For each service a 3PL offers, there are often many value-added capabilities that can accompany it. For example, a 3PL that offers warehousing may also provide a host of value-added warehousing services that can be integrated into their offering. These can include everything from kitting and inventory postponement to display building and repackaging.

On a larger scale, some 3PLs provide related services that deliver an integrated supply chain approach. At Weber Logistics, for example, we offer warehousing, transportation and drayage services. These services are integrated to deliver you one point of contact (and one point of visibility, one point of billing, etc.) for several large chunks of your supply chain.

Your integrated 3PL is then able pull any strings necessary to support the movement of your products. Need the warehouse to open after hours to receive an incoming container? Need to bump up an outbound shipment from the warehouse to accommodate a retailer? Your integrated 3PL can do those things seamlessly as it controls multiple elements of the distribution process.
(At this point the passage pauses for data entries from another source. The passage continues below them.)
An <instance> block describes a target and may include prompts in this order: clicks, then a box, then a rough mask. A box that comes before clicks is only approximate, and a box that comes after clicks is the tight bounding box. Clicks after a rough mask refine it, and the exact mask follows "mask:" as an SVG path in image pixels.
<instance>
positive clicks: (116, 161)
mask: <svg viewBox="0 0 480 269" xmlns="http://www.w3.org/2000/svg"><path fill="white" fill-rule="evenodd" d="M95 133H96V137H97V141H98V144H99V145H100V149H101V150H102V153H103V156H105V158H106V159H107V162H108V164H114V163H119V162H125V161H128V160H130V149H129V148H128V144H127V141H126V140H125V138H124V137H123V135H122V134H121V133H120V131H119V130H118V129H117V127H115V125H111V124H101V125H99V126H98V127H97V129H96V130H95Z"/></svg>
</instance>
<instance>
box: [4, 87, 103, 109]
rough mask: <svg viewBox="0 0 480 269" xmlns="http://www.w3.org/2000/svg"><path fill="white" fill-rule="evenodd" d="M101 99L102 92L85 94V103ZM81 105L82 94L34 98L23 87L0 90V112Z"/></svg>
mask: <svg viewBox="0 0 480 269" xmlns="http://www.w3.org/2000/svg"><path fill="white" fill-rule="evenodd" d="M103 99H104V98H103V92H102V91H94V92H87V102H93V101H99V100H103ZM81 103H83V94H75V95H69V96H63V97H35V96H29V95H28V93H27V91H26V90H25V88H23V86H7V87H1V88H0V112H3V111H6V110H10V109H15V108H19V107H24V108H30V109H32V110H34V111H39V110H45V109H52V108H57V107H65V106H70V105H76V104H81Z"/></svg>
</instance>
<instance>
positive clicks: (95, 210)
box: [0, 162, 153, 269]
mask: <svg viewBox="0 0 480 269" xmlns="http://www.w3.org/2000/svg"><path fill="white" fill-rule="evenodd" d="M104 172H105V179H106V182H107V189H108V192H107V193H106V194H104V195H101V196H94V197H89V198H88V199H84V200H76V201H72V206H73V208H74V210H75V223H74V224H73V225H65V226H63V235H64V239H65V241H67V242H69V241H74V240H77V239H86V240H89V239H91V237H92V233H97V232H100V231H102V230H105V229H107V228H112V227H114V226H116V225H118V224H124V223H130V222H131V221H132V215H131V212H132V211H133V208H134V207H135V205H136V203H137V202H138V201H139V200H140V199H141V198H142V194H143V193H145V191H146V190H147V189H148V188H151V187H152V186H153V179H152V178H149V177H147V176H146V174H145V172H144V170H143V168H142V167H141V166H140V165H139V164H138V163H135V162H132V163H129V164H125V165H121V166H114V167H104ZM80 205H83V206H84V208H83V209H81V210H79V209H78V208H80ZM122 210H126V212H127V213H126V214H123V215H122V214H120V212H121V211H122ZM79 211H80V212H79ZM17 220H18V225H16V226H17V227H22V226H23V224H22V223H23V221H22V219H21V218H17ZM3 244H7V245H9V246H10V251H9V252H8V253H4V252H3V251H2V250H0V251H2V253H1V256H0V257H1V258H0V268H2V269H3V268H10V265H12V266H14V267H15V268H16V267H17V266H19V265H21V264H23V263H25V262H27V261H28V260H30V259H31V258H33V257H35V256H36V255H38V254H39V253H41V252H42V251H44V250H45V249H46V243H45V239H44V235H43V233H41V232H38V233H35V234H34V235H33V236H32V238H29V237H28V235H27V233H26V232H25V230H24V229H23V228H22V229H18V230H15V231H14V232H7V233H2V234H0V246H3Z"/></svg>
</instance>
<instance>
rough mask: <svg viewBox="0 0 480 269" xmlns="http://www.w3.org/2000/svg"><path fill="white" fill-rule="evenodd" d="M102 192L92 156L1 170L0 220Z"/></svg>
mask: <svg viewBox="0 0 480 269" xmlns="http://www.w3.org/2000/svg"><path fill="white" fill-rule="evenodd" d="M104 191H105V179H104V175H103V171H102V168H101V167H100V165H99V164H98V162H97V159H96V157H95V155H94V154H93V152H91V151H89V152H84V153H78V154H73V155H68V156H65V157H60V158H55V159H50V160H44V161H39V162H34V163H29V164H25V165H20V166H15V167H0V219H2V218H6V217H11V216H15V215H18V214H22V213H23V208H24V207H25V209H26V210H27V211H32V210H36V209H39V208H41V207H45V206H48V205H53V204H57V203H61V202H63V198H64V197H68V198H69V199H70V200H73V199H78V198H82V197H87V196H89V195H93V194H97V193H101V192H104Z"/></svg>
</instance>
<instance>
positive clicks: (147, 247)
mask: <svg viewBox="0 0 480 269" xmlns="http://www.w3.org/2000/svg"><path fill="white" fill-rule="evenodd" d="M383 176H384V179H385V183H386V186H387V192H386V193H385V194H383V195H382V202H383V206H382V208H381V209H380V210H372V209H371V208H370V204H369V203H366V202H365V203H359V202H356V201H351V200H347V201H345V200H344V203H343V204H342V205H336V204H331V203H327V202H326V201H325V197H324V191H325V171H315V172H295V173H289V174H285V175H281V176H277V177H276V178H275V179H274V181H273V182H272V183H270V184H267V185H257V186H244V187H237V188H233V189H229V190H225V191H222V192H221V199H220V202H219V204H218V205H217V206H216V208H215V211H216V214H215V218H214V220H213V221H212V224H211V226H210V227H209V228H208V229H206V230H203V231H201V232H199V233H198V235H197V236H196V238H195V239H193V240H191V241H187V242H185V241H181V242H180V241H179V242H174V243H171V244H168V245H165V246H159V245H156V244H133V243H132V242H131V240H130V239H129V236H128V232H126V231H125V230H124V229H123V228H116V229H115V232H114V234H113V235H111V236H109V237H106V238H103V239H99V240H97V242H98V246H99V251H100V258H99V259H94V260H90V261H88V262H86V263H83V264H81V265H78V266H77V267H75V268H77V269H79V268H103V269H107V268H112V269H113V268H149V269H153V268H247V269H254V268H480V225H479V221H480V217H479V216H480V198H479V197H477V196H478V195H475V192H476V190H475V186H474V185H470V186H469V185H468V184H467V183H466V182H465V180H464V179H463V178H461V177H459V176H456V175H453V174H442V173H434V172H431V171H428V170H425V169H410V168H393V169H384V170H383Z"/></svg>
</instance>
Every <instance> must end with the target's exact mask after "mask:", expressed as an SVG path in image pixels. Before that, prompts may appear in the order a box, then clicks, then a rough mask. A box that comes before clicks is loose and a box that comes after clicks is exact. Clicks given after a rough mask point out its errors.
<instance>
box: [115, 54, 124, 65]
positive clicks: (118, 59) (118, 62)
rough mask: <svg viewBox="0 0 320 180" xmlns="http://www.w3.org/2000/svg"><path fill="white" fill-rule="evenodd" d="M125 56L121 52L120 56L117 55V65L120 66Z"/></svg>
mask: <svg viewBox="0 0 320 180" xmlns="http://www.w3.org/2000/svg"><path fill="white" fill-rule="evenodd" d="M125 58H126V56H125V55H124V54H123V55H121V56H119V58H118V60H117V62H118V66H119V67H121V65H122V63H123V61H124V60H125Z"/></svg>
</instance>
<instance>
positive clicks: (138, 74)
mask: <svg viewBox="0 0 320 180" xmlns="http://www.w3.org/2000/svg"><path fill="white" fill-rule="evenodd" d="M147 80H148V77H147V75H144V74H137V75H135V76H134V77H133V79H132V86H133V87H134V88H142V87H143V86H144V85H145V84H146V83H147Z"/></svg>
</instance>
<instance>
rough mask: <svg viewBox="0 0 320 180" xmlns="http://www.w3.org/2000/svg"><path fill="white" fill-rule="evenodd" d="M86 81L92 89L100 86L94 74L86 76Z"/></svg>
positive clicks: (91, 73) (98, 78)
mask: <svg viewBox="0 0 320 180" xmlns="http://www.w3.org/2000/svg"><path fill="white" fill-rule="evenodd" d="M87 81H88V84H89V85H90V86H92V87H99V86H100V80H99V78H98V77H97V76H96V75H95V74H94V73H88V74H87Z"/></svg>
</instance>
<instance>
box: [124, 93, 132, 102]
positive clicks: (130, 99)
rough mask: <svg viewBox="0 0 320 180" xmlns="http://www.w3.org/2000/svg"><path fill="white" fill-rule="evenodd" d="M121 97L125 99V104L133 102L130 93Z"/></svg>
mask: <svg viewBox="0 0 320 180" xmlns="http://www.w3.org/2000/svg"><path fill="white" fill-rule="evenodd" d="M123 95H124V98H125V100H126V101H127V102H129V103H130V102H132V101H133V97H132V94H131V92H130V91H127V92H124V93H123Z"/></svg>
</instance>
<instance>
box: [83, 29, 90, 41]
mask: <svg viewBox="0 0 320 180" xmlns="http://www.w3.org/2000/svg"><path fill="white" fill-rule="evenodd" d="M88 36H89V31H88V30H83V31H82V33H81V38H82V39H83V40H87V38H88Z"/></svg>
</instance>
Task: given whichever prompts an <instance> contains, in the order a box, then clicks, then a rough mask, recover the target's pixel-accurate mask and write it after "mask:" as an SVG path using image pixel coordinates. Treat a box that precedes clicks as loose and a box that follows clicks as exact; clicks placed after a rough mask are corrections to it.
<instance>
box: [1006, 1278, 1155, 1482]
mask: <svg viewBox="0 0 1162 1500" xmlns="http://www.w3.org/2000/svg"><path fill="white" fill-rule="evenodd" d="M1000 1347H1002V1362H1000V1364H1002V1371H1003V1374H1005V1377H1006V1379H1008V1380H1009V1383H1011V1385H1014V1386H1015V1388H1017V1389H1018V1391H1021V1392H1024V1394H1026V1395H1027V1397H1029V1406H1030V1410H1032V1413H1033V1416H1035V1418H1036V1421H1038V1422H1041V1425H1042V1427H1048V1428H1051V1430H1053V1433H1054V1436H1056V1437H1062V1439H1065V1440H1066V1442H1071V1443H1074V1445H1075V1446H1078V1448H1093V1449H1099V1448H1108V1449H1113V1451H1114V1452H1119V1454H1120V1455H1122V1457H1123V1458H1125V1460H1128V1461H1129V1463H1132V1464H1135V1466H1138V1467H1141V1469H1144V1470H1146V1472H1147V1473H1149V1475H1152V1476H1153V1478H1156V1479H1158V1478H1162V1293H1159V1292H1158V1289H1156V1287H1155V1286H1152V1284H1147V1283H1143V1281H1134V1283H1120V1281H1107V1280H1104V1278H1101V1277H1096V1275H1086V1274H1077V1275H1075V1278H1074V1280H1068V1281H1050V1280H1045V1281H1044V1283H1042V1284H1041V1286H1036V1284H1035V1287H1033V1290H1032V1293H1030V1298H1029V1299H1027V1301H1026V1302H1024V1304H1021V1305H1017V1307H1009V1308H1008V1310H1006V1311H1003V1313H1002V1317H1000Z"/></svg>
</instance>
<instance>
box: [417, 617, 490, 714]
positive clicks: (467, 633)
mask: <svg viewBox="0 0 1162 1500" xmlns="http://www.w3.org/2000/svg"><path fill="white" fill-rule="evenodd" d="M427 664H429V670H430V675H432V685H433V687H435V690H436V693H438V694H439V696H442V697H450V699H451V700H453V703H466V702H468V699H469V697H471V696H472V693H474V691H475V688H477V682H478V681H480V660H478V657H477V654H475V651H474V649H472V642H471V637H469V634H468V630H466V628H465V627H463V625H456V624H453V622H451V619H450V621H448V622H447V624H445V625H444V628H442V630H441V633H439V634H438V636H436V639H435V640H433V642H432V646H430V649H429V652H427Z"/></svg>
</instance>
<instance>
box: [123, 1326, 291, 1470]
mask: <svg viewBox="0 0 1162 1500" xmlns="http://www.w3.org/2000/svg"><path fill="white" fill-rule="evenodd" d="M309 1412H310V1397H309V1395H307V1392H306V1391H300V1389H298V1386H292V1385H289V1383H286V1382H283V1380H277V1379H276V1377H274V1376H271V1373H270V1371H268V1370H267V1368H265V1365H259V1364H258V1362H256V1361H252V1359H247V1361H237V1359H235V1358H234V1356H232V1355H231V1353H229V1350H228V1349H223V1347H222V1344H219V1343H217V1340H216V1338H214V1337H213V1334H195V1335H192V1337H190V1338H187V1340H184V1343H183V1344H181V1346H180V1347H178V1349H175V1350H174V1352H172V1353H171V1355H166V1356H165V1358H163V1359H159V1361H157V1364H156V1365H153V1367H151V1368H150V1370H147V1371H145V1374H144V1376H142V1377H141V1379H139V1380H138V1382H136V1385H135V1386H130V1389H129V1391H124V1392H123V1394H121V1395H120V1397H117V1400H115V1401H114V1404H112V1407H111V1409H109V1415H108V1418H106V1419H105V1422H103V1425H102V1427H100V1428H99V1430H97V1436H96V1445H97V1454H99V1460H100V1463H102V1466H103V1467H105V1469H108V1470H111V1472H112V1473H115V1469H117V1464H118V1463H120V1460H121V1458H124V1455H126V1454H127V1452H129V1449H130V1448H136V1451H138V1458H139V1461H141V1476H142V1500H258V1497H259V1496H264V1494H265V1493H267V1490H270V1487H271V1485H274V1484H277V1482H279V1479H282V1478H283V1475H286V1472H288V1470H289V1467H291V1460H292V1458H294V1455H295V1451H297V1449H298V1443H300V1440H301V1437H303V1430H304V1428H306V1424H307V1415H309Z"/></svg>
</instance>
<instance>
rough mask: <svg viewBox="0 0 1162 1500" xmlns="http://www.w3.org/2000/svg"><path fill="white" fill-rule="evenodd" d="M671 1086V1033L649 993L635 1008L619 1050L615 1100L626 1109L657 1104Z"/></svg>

The bottom line: Integrated 3PL providers can simplify your operations, including systems integrations and lines of communication.

 

Does your 3PL “get” you?

However you arrived at the decision to turn to a 3PL warehousing partner, you likely reached a tipping point where handling warehousing, fulfillment and distribution yourself isn’t worth the necessary time, money, and resources. You’re therefore ready to hand-off these key supply chain operations to a 3PL that specializes in these areas.

In an increasingly challenging supply chain environment, this can be a liberating move that frees up time and resources to focus on what you do best. But it’s also important that you don’t get lost in the process.

Your warehouse 3PL should be a true extension of your business, working in lockstep with you to deliver customized solutions based on your unique needs. So, while you look for all the necessary deliverables and service offerings your 3PL has to offer, don’t forget to find one that fits seamlessly into your culture and truly “gets” your business.